Glemch definisce il ritorno come quel movimento degli emigranti che ritornano nel paese d’origine per
ristabilirvisi. Da includere l’eterogeneità delle situazioni di ritorno: da quelli temporanei, ai ritorni obbligati,
sino ai percorsi definiti ‘ancestrali’ (cioè mossi dal senso di appartenenza ad una comunità diasporica legata
idealmente a una patria comune). Ritorni volontari vs. ritorni obbligati/forzati= associato al termine
‘rimpatrio’, cioè quel ritorno che avviene non per iniziativa del migrante ma per imposizioni altre (autorità
politiche, disastri naturali, circostanze familiari, etc.). Una linea di analisi = Ritorno classico è quella che
esplora il nesso tra ritorno e sviluppo socioeconomico delle comunità d’origine. Trasformarsi in ‘promotori
di sviluppo’= incidono positivamente sul contesto d’origine. Le competenze di rete che sono la conoscenza
di reti di contatti all’estero fondamentali per captare le opportunità internazionali. Una seconda linea di
ricerca sul ritorno analizza i processi di reinserimento dei migranti, oggi si parla di homecoming. I ritorni
forzati: ritorno a mani vuote sono più soggetti degli altri a quel sentimento di spaesamento che è stato
definito reverse culture shock, ad indicare il trauma della perdita di punti di riferimento nell’incontro con
un contesto che si presenta irriconoscibile (vergogna dell’espulsione nella percezione del migrante +
stigmatizzazione e invisibilizzazione della società).

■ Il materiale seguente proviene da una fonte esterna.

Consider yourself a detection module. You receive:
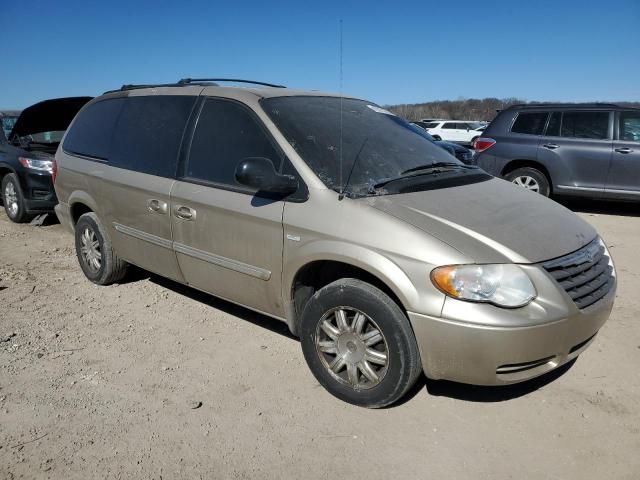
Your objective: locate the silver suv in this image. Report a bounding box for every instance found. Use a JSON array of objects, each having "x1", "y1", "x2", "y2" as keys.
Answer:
[{"x1": 55, "y1": 79, "x2": 616, "y2": 407}]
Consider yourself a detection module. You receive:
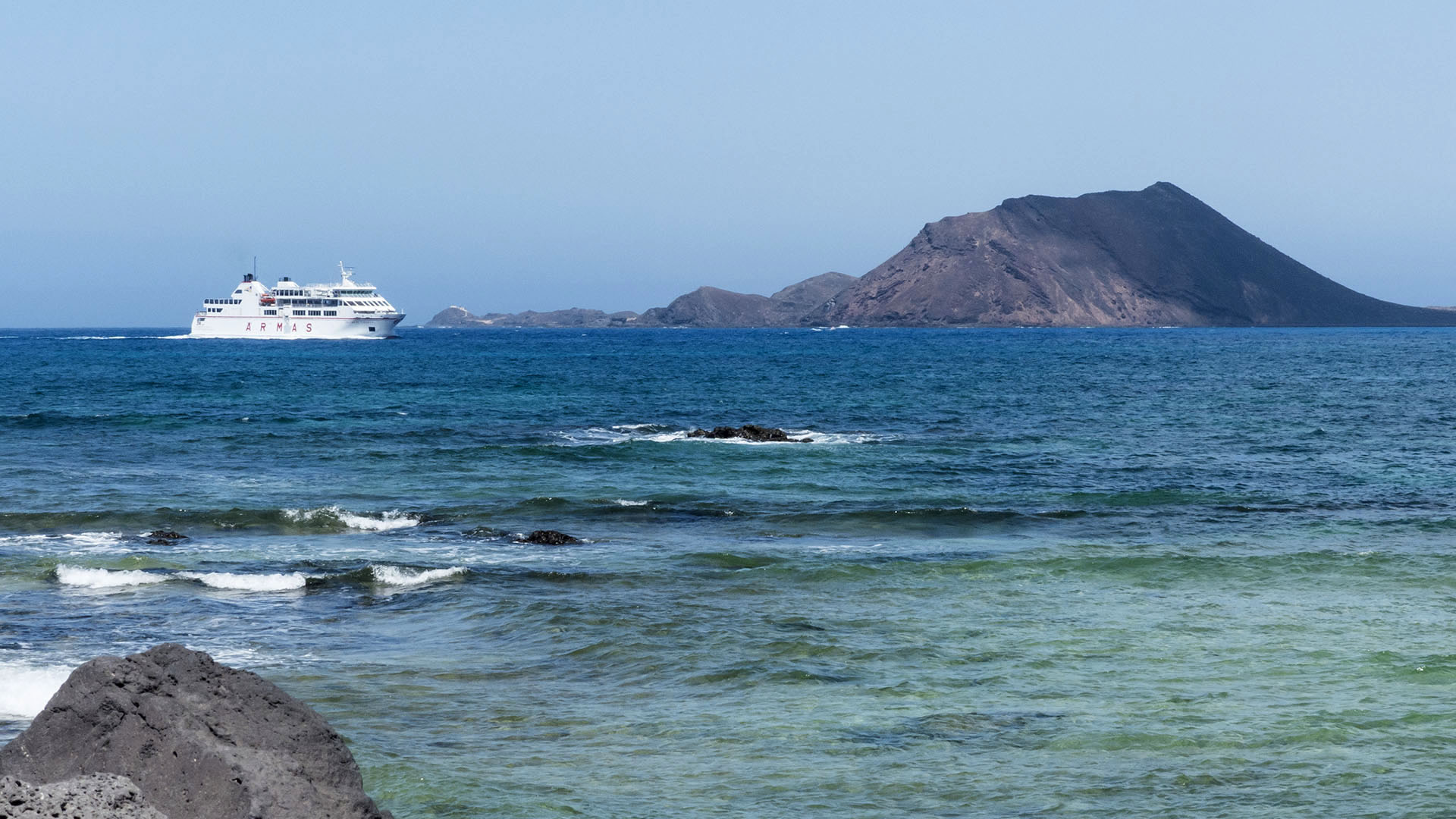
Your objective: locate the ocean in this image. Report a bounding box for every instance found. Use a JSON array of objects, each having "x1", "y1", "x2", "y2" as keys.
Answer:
[{"x1": 0, "y1": 329, "x2": 1456, "y2": 819}]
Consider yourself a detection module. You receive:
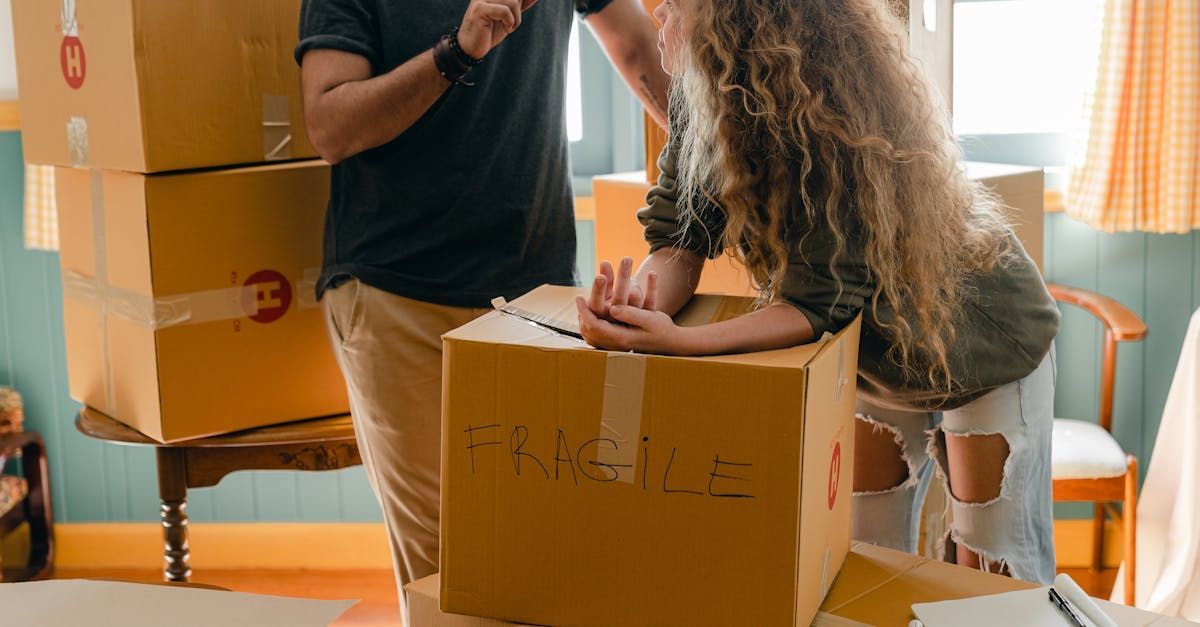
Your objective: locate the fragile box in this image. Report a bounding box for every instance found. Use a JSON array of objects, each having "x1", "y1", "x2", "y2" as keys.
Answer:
[
  {"x1": 55, "y1": 161, "x2": 348, "y2": 442},
  {"x1": 440, "y1": 287, "x2": 859, "y2": 627},
  {"x1": 12, "y1": 0, "x2": 316, "y2": 172},
  {"x1": 592, "y1": 162, "x2": 1044, "y2": 295},
  {"x1": 404, "y1": 543, "x2": 1171, "y2": 627}
]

Un’altra questione riguarda il ritorno dei rifugiati ed esiliati, che in questi casi deve fare i conti con un
processo di home-making, cioè di ricostruzione del senso da attribuire alla nozione di casa. Le famiglie di
Hong Kong quando hanno i figli li crescono istruiscono in Canada e poi li fanno tornare a Hong Kong perché
polo d’attrazione economico e professionale, mentre il Canada per la qualità della vita: la capacità di
muoversi in uno spazio transnazionale permette loro di approfittare dei vantaggi di entrambi i paesi
(etnografia del ritorno pendolare).

Co-sviluppo

Co-sviluppo= risemantizzazione del migrante (da criminale a utile per apportare qualcosa al paese
d’approdo, visione sbagliata perché il migrante non ti deve niente) perché si inizia a vedere come utile
quando funge da mediatore tra il paese d’approdo e d’origine intessendo dei rapporti di tipo economico-
sociale-politico. Associazione commerciale che commerciava prodotti del Ghana in Italia e quindi apriva una
prospettiva transazionale giovando nel paese d’approdo e d’origine. Finanziamenti soprattutto da Italia,
Francia e Spagna e accordi tra paese di origine e di ritorno. Vuoi dei soldi perché non soddisfatto
dell’esperienza o per iniziare un progetto nel tuo paese di origine? Te li do io. 2 barriere principali: 1. È
necessario che sia inserito nel tessuto sociale del paese d’approdo. 2. È necessario trovare un punto di
incontro tra paese d’approdo e paese d’origine per essere un mediatore e convincere entrambi i paesi
all’attivazione dei progetti di co-sviluppo. I limiti di queste attività sono dovute alle barriere e ostacoli di
queste persone che devono iniziare a costruirsi una vita nel paese di approdo; capacità di attivarsi
attraverso i confini nazionali attivando reti sociali e individuare gli attori chiave con cui creare una relazione
nella società ospite. Non è detto che tutti riescano a fare da intermediari tra questi due mondi, per questo
ci sono persone investite a livello comunitario a cui sono riconosciute capacità oratorie/di negoziazione.